3. Actualize assumptions, generate alternatives

Many firms report that the decision-making process must involve a concerted effort to make key assumptions explicit, and then to test those assumptions. As one executive at a large retailer informed me, organizational leaders must ask their teams: “What must be true for us to conclude that we can turn around this failing project? What are we assuming about our capabilities, our customers, etc.? Are these assumptions valid?” Often, making these assumptions explicit exposes the improbability of a successful turnaround. Allowing key presumptions to remain below the surface and untested makes it much easier to throw good money after bad.

To make more effective decisions in these circumstances, leaders will find it helpful to generate multiple alternatives. Too often, we frame choices as “go or no go decisions” rather than outline an array of options. “Go or no go” scenarios do not represent multiple alternatives; they are simply two sides of the same coin. Too often, we use language in our deliberations and discussions that exacerbates the sunk-cost effect. You hear people talking about a decision to “stay the course” versus “cut and run.” Who would choose the latter option? Cutting losses makes one feel like a coward when the decision is framed in this manner. Leaders must help their teams consider a variety of different paths for moving forward, and they must be aware of the language used to frame each alternative.
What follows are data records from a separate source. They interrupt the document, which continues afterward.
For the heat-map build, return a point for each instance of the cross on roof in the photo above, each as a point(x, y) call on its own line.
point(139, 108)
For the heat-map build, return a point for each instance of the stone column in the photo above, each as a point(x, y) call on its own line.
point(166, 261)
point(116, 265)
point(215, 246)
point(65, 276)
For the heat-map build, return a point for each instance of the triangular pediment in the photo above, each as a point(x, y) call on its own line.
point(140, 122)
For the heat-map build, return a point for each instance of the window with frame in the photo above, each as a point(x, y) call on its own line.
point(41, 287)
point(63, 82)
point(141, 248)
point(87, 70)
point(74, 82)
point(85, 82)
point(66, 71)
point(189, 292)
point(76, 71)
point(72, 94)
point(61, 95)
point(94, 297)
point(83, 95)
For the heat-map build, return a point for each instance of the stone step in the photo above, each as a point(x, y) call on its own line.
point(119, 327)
When comparing multiple options, the assumptions prove critical. We have to flush out the beliefs that people hold and be ready to question them. Harvard strategic management professor Jan Rivkin has described an important shift in mindset that must take place for an executive to actualize assumptions and evaluate multiple options effectively. He argues that we have to challenge people to define “what would have to be true” for one option to be chosen over another. As Rivkin writes, “The shift in mindset from ‘What do I believe?’ to ‘What would I have to believe?’ is a major, and often difficult, one.”iii

4. Defining opportunity costs

Finally, leaders must help their teams consider the opportunity costs of staying the course. Often, we only consider the tangible financial costs and benefits of continuing on a particular path. On top of that, we weigh the sunk costs inappropriately, yet we fail to evaluate our opportunity costs. By sticking to a previously chosen path, an organization naturally forsakes other possible uses for its physical, financial, and human resources. Teams can find it eye-opening to have an explicit discussion about the potential paths that must be forsaken if one plows ahead with a particular project.
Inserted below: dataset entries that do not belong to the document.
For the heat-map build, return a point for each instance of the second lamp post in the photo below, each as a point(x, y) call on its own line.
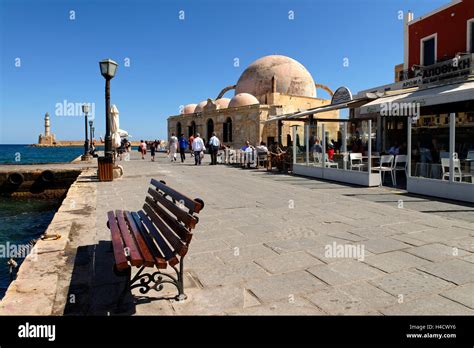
point(108, 68)
point(86, 156)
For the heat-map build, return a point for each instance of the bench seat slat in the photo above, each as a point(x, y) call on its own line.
point(121, 261)
point(180, 248)
point(183, 216)
point(191, 204)
point(157, 255)
point(171, 221)
point(142, 247)
point(169, 255)
point(135, 255)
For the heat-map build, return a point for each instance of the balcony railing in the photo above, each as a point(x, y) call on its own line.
point(461, 65)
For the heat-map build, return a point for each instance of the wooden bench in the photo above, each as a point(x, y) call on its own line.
point(156, 236)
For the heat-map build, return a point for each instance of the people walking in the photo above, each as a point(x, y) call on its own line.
point(153, 146)
point(198, 148)
point(183, 145)
point(214, 144)
point(142, 148)
point(191, 139)
point(173, 147)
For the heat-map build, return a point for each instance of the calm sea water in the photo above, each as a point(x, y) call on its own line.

Consider a company that must grapple with a decision to divest a struggling business unit, a choice that I observed one management team consider recently. Imagine the conversation if the team tried to assess the opportunity costs of continuing the turnaround effort. Consider the questions that could be asked: What could we do with the talented people that we are deploying to manage the integration and execute the turnaround? How might we redirect top management’s attention if we divested this unit, and what impact would that have on the business? What alternative uses might exist for the physical and financial assets that we plan to utilize to save this unit? Note that these questions help a team recognize that opportunity costs are not strictly financial in nature; they also involve time, talent, and attention.

Admiring persistence

Persistence can be a valuable leadership quality, perhaps even more so in a volatile environment. Sometimes, we want our leaders to push through obstacles; no one likes a quitter, as they say. However, we must be concerned if someone ignores all the advice and evidence to the contrary and continues to throw good money after bad. We certainly should be wary if an individual or a team appears to have a track record indicating a reluctance to cut their losses when projects go south. In sum, in a volatile world, perhaps we must question the extent to which our organizational cultures emphasize the value of perseverance. How much value do we destroy by making people feel as though reversing direction and cutting losses are things about which we should be ashamed? Should we not strive to create an organizational climate that makes admitting and learning from mistakes as valued as persistence and perseverance?